Magistrados e notários se recusavam a fazerem testamentos, padres fugiam da extrema unção e até os médicos recusavam-se a atender seus pacientes. Os que ficavam receitavam poções exóticas: picadinho de serpente, pílulas de galhos de gamo triturados, mirra, açafrão e até pó de ouro.

Os tratamentos variavam entre a sangria, a cauterização dos bulbões, laxantes ou a aplicação de emplastros quentes. Até mesmo pérolas e esmeraldas moídas deram esperanças aos mais ricos, que se agarravam à crença de que a qualidade do tratamento era proporcional ao seu custo.

Perfurção de um bubão para aliviar a dor

Perfurção de um bubão para aliviar a dor

O chão devia ser varrido freqüentemente e salpicado com água. Mãos, boca e narinas lavadas com vinagre e água de rosas. Recomendava-se dietas leves, abstinência de excitação e irritação, exercícios moderados e distância de pântanos e outras fontes de ar viciado.

Havia também a curiosa crença de que os zeladores dos banheiros públicos estavam imunizados, e muitas pessoas iam até lá, supondo eficazes seus maus odores.

Depois de apenas 5 anos, calcula-se que aproximadamente 25 milhões de pessoas haviam perecido. Isso equivalia, à época, a um terço da população européia. A morte de contingente tão grandioso de pessoas provocou conseqüências sérias que mudaram a história do Ocidente. Por exemplo, faltavam trabalhadores para a realização da labuta no campo. Isso motivou os camponeses a exigir de seus senhores a diminuição dos encargos feudais e um aumento de seus ganhos. A recusa dos proprietários das terras em aceitar essas exigências levou os servos a violentas revoltas que aconteceram em vários países, como a Itália, a França, a Inglaterra e os Países Baixos.

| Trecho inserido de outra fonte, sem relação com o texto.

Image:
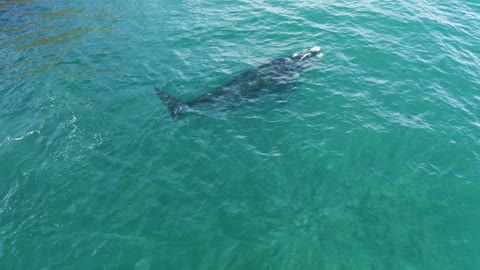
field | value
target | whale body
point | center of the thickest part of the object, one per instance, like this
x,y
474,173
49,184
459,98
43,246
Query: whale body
x,y
267,78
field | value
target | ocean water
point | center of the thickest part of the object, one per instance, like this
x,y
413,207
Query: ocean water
x,y
370,161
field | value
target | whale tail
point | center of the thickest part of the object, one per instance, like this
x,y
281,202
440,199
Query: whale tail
x,y
175,106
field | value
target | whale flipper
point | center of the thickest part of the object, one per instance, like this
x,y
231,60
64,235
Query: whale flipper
x,y
175,106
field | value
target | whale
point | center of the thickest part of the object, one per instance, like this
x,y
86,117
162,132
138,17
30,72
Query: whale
x,y
271,77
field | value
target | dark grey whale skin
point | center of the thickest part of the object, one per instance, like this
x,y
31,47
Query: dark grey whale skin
x,y
267,78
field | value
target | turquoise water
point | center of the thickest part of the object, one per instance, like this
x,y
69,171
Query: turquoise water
x,y
370,161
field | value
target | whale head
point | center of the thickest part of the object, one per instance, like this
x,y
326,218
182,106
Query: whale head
x,y
307,54
303,59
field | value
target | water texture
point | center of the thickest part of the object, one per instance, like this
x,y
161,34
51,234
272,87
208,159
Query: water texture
x,y
370,161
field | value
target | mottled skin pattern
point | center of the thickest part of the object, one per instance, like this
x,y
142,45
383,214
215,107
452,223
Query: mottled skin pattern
x,y
267,78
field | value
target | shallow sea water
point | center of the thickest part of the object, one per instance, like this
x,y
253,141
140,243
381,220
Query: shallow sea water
x,y
370,161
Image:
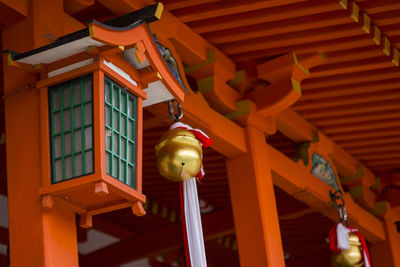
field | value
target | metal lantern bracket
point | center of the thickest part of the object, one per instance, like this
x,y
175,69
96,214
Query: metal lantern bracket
x,y
173,105
337,198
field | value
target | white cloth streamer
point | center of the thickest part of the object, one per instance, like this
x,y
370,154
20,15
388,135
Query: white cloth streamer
x,y
194,227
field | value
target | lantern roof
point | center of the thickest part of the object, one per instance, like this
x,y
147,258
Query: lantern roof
x,y
99,34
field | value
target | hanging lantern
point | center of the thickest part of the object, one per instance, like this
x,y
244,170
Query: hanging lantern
x,y
93,86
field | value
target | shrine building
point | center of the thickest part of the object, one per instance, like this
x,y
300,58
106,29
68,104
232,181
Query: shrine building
x,y
291,108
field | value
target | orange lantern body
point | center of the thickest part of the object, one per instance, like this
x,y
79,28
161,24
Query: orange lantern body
x,y
92,91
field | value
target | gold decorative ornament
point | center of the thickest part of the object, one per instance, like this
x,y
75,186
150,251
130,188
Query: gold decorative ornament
x,y
351,257
179,155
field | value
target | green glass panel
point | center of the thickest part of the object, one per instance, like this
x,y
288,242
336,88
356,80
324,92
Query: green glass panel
x,y
120,128
71,128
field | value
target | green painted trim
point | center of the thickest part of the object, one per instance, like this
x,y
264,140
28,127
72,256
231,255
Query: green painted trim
x,y
381,208
206,84
67,90
359,174
302,153
242,108
239,78
211,58
121,108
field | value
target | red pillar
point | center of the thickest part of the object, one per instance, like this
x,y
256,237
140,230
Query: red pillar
x,y
38,237
254,205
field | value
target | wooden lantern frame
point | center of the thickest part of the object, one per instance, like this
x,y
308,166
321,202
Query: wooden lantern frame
x,y
99,192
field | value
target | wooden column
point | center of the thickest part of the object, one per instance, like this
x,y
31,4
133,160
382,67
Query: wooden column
x,y
254,205
42,237
387,253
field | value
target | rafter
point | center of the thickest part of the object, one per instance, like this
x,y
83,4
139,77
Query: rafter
x,y
352,78
265,15
350,89
279,27
346,100
227,8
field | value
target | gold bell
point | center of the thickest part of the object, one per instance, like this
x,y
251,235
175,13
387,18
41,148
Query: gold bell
x,y
179,155
351,257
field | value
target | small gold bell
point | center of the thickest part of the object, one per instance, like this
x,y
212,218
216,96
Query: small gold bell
x,y
351,257
179,155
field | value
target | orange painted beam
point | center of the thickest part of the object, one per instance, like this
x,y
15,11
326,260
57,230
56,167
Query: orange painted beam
x,y
346,100
351,66
370,116
265,15
278,27
353,54
366,126
218,10
177,4
253,200
350,89
291,39
299,130
304,186
74,6
350,109
381,148
373,7
368,141
362,134
122,7
314,47
352,78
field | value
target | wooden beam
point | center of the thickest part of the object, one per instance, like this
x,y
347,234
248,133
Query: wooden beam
x,y
292,39
157,241
369,116
224,9
377,106
4,239
351,127
177,4
313,47
264,15
352,66
373,7
349,99
305,187
298,129
278,27
352,78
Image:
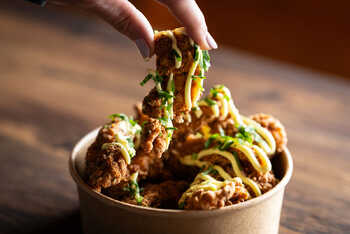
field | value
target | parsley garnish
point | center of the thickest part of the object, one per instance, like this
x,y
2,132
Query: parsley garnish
x,y
177,56
134,190
170,128
210,170
147,78
247,134
196,52
120,116
210,140
164,94
163,121
206,60
132,122
210,102
182,205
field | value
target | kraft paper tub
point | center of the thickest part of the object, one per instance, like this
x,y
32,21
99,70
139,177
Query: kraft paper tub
x,y
103,215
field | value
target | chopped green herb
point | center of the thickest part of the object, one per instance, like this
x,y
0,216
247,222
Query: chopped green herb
x,y
247,134
210,102
132,122
177,55
120,116
194,156
170,128
134,190
173,86
147,78
210,170
169,106
163,121
206,60
182,205
195,77
158,78
235,154
210,140
226,144
196,52
222,132
164,94
143,124
130,142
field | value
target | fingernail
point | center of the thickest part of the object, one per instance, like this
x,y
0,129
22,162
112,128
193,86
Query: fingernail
x,y
211,42
143,47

Em alguns lugares, enquanto o mal persistia, medidas preventivas foram tomadas pelos governantes. Em Milão, os representantes do poder público muravam casas com famílias inteiras dentro assim que surgia o menor sinal da doença, tentando assim evitar o contato das mesmas com pessoas saudáveis. Dessa forma pretendiam que o contágio da enfermidade não acontecesse. Em Veneza foram adotadas medidas como a quarentena e o isolamento das embarcações que chegavam à cidade em uma ilha para evitar que novos focos da peste bubônica pudessem surgir.

Em Nuremberg, instituiu-se um programa de limpeza das ruas. A higiene pessoal foi estimulada, alguns trabalhadores receberam um bônus no salário destinado ao banho. Apesar de não conseguirem evitar as mortes em seus municípios, tais medidas tornaram a quantidade de vítimas inferior ao de outras cidades da Europa que não haviam tomado qualquer providência para combater a doença.

A devastação da peste diminuiu após 1350. Sua marcha mortal pela Europa deixou seqüelas permanentes, transformou as relações entre as pessoas, abalou a imagem do clero, reforçou a fé pessoal e aumentou os cultos místicos. Na arte, mudou a forma da morte, doravante como um monstro horrível que levava nas costas os cadáveres mutilados.

A Donzela e a Morte

A Donzela e a Morte, de H. B. Grien

Como eu disse no início, não se pode estudar um fenômeno histórico com a percepção de nossa era. É preciso mergulhar no contexto. Não fossem as péssimas condições de higiene e moradia, mais ou menos iguais em todo o continente, a doença não teria alcançado tal patamar. A Europa começava a se abrir para o mundo, mas ainda vivia num ambiente concebido para o isolamento e a auto-sustentação, frágil diante da vastidão selvagem do estrangeiro, e às suas mazelas. O aspecto primitivo da praga foi o impulso na direção de uma melhoria considerável das cidades, das moradias e da medicina.